Race day broke cold and clear, only the second sunny Grand Prix day in the Glen's eight years as site of the U.S. championship. Even before the green flag fell, one car was out: McLaren popped a piston on a warmup lap. Then Silvio Moser's Brabham-Ford spewed a geyser of radiator water on the grid, delaying the start. When the flag dropped, Stewart—with the foot of a frustrated drag racer—leaped quickly into second place, then on the 12th lap broke ahead of the leader, Rindt. Up through the hilly Esses beyond the start-finish line, Jackie seemed to gain, but he was sliding a bit coming out of the course's last 45-mph, right-angle corner. Taking advantage of that, the Austrian snuck inside Stewart on the 21st lap and was never again headed. It was the first Grand Prix victory for the lean, green-hatted Lotus driver, and an immensely gratifying one. Though Stewart retired on the 35th lap with an irreparable oil leak, Rindt had nipped him fair and square beforehand. His average speed of 126.36 mph also bettered Stewart's 1968 record of 124.89.

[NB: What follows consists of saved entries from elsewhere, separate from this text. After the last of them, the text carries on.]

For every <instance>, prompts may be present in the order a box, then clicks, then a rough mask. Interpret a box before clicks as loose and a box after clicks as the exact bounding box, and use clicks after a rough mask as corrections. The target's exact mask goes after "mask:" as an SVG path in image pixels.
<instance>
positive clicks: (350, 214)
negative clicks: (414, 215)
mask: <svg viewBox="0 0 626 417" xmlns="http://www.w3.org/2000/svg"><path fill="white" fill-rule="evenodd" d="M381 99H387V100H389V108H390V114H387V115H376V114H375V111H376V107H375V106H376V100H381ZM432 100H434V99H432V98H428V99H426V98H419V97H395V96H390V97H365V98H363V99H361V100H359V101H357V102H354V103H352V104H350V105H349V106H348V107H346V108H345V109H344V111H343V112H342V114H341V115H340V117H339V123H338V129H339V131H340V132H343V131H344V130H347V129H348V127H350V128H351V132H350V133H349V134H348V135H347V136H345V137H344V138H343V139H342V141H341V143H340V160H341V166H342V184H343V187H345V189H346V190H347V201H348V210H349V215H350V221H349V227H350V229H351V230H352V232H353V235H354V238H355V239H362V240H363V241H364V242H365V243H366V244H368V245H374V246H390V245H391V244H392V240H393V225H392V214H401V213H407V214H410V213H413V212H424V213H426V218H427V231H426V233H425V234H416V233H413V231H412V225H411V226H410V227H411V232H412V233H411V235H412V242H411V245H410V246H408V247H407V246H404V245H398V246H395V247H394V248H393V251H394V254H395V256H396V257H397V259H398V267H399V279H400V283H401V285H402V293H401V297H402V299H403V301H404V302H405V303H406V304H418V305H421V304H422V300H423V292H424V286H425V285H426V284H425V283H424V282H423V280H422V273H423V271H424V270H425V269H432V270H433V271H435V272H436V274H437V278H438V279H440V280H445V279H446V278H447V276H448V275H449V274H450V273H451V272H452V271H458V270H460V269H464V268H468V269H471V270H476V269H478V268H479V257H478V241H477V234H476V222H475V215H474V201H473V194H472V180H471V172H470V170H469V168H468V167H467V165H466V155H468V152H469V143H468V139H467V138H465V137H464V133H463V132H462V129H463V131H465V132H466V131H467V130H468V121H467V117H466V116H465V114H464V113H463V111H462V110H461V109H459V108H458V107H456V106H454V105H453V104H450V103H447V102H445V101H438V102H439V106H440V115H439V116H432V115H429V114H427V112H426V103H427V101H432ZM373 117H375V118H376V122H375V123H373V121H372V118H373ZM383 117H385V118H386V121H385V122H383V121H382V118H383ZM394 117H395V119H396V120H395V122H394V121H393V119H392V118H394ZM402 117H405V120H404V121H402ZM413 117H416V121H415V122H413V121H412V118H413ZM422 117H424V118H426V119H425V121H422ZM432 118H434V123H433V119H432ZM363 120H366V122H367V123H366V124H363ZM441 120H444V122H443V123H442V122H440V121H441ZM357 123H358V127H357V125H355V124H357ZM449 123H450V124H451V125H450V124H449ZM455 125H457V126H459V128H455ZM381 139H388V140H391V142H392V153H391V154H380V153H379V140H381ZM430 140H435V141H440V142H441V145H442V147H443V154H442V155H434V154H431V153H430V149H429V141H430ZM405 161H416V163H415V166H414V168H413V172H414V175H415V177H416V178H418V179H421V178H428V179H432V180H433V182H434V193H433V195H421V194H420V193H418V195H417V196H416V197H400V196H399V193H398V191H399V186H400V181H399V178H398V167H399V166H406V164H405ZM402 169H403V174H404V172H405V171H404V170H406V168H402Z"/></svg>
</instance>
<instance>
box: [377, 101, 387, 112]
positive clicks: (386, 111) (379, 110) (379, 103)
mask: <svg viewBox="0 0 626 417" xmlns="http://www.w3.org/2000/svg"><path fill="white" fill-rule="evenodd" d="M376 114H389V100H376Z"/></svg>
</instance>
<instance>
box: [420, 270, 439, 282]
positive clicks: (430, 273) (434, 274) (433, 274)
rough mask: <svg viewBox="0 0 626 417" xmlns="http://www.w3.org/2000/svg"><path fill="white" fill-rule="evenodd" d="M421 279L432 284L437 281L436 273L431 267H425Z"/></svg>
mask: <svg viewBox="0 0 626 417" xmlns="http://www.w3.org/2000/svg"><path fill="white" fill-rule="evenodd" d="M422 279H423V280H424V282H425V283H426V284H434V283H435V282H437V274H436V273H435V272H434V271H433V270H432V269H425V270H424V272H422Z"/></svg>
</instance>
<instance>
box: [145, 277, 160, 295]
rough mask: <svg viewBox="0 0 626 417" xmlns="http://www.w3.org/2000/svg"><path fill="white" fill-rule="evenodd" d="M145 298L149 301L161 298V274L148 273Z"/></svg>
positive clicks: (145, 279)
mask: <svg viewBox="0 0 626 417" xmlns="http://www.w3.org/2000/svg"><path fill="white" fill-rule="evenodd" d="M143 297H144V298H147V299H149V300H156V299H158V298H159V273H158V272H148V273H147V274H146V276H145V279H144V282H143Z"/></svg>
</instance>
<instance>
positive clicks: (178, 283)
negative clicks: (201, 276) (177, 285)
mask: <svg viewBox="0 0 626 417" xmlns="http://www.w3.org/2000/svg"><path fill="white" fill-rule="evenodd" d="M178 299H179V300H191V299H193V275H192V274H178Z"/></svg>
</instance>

Mario Andretti never got beyond the first lap (his left rear was clipped in traffic and he pulled in), but the only serious shunt of the day occurred toward the end when Graham Hill rolled his Lotus on the back reaches of the course. Hill's left leg was broken in two or three places above the knee, none of the fractures piercing the skin. After a fine run for second, Jackie Ickx blew his engine on the 78th lap and the $20,000 in runner-up money went to Piers Courage, who lived up to his name by staving off heavy passes by veteran Jack Brabham toward the end of the 248.4-mile race. Courage also won "man of the race" honors and $5,000 extra from BOAC. For Jackie Stewart, win No. 7—if it comes—will have to wait for Mexico City on Nov. 2. But if Jim Clark's record remains inviolate, his good friend and fellow Scot would not be too bitterly disappointed.